1977年：Rabin和Miller提出素数测试的随机化算法
1980年：Karp提出随机化归约
1987年：随机化快速排序成为标准
2006年：Coulom提出蒙特卡洛树搜索（MCTS）
2016年：AlphaGo使用MCTS击败围棋世界冠军

0.3 随机算法的分类

随机算法
├── Las Vegas
│   └── 保证正确，结果确定
│   └── 运行时间随机
│   └── 例如：快速排序（随机化版本）
│
└── Monte Carlo
    ├── 运行时间确定
    ├── 结果可能小概率错误
    ├── 可以通过多次运行提高正确率
    └── 例如：Miller-Rabin素数测试

1. Las Vegas算法：永远正确，只是慢一点

1.1 什么是Las Vegas算法？

Las Vegas算法的特点是：保证得到正确答案，但运行时间是随机的。

这听起来有点矛盾——如果总是正确，那”随机”体现在哪里？

关键在于：算法可能在某些随机选择上”运气不好”，需要重新尝试。但每次尝试都保证是正确的，只是可能要多试几次。

1.2 随机化快速排序

快速排序的随机化版本是一个经典的Las Vegas算法。

为什么需要随机化？

标准的快速排序如果每次选的枢轴恰好是最大或最小值，就会退化为O(n²)。但如果输入是”精心设计”的对抗数据，确定性算法可能被卡住。

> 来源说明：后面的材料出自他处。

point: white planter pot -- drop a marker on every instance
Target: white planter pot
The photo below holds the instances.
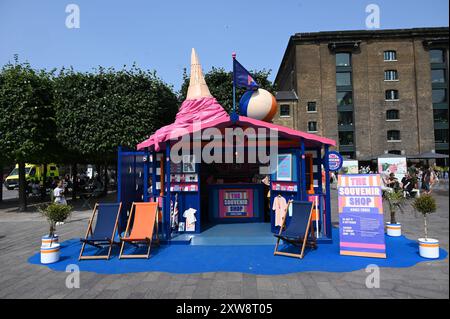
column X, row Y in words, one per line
column 50, row 254
column 394, row 230
column 429, row 248
column 48, row 241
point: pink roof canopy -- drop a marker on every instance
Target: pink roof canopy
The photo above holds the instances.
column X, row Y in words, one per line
column 200, row 111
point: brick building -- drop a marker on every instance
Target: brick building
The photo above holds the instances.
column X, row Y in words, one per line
column 375, row 92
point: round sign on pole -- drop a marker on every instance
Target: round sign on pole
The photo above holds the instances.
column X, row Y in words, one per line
column 335, row 161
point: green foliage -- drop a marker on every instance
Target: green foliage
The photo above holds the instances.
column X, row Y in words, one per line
column 98, row 112
column 396, row 202
column 27, row 121
column 55, row 213
column 220, row 84
column 425, row 204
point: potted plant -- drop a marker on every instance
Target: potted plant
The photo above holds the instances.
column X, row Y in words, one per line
column 396, row 201
column 428, row 247
column 54, row 213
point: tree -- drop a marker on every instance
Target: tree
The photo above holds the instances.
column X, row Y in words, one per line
column 396, row 200
column 425, row 204
column 220, row 84
column 97, row 112
column 27, row 124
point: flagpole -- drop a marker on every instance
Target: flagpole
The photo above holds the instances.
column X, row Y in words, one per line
column 234, row 85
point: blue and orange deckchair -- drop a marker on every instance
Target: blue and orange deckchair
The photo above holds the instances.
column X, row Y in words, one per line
column 104, row 231
column 299, row 231
column 145, row 225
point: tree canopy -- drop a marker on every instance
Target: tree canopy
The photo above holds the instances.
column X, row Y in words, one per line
column 220, row 84
column 27, row 121
column 98, row 112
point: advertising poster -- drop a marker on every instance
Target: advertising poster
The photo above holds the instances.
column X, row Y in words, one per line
column 335, row 161
column 361, row 223
column 350, row 167
column 236, row 203
column 284, row 167
column 396, row 165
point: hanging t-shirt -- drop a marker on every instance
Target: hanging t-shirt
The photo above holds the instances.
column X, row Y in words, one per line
column 279, row 206
column 189, row 214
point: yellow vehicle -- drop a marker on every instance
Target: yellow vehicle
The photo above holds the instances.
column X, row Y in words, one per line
column 33, row 172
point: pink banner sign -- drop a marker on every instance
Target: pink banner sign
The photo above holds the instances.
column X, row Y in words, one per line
column 236, row 203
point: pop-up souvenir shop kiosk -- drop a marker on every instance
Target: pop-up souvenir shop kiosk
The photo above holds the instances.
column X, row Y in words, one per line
column 195, row 193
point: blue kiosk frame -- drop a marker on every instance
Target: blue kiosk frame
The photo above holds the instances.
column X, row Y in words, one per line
column 138, row 169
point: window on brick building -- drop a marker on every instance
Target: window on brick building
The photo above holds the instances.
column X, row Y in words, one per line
column 343, row 78
column 437, row 56
column 441, row 135
column 393, row 135
column 440, row 116
column 312, row 107
column 390, row 75
column 346, row 138
column 392, row 115
column 390, row 55
column 391, row 95
column 285, row 110
column 438, row 76
column 312, row 126
column 345, row 118
column 344, row 98
column 343, row 59
column 439, row 95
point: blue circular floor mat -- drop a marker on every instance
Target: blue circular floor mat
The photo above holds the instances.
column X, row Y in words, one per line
column 252, row 259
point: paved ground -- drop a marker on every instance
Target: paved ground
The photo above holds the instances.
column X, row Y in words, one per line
column 20, row 238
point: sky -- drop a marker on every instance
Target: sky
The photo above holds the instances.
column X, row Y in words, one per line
column 159, row 35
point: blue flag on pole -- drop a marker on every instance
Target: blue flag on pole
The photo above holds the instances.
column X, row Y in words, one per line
column 243, row 78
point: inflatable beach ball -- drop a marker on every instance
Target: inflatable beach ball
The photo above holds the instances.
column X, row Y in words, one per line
column 259, row 105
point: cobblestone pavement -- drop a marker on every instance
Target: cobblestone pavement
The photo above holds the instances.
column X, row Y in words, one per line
column 20, row 238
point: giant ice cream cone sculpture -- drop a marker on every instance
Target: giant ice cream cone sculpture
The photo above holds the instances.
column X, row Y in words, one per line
column 199, row 108
column 197, row 84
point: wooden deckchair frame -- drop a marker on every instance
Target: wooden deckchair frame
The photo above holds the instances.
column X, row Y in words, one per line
column 89, row 231
column 148, row 241
column 304, row 241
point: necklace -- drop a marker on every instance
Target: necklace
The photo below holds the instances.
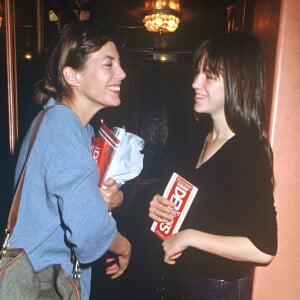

随机化快速排序的思想是：随机选择枢轴。这样即使有人想”攻击”你的算法，也很难预测你的随机选择。

import random
from typing import List
 
def randomized_quicksort(arr: List[int]) -> List[int]:
    """随机化快速排序（Las Vegas：总是返回正确结果）"""
    if len(arr) <= 1:
        return arr
    
    # 随机选择枢轴
    pivot_idx = random.randint(0, len(arr) - 1)
    pivot = arr[pivot_idx]
    
    # 分区
    left = [x for x in arr if x < pivot]
    middle = [x for x in arr if x == pivot]
    right = [x for x in arr if x > pivot]
    
    # 递归排序
    return randomized_quicksort(left) + middle + randomized_quicksort(right)
 
 
def deterministic_quicksort(arr: List[int]) -> List[int]:
    """确定性快速排序（用第一个元素作为枢轴）"""
    if len(arr) <= 1:
        return arr
    
    pivot = arr[0]
    left = [x for x in arr[1:] if x < pivot]
    right = [x for x in arr[1:] if x >= pivot]
    
    return deterministic_quicksort(left) + [pivot] + deterministic_quicksort(right)
 
 
def worst_case_input(n: int) -> List[int]:
    """生成最坏情况输入（已排序数组）"""
    return list(range(n))
 
 
def test_quicksort():
    """测试随机化vs确定性快速排序"""
    import time
    
    print("=" * 60)
    print("随机化快速排序 vs 确定性快速排序")
    print("=" * 60)
    
    sizes = [1000, 5000, 10000]
    
    for n in sizes:
        # 正常情况
        arr = [random.randint(0, 10000) for _ in range(n)]
        
        start = time.time()
        randomized_quicksort(arr.copy())
        rand_time = time.time() - start
        
        start = time.time()
        deterministic_quicksort(arr.copy())
        det_time = time.time() - start
        
        print(f"\nn={n}（随机输入）:")
        print(f"  随机化快排: {rand_time*1000:.2f}ms")
        print(f"  确定性快排: {det_time*1000:.2f}ms")
        
        # 最坏情况
        worst = worst_case_input(n)
        
        start = time.time()
        randomized_quicksort(worst.copy())
        rand_time = time.time() - start
        
        # 确定性快排在最坏情况下非常慢
        print(f"\nn={n}（已排序输入，最坏情况）:")
        print(f"  随机化快排: {rand_time*1000:.2f}ms")
        print(f"  确定性快排: ⚠️ 非常慢（O(n²)）")
 
 
if __name__ == "__main__":
    test_quicksort()

1.3 随机化选择算法

问题：在数组中找出第k小的元素。

确定性算法：用BFPRT（Median of Medians）可以达到O(n)，但常数很大。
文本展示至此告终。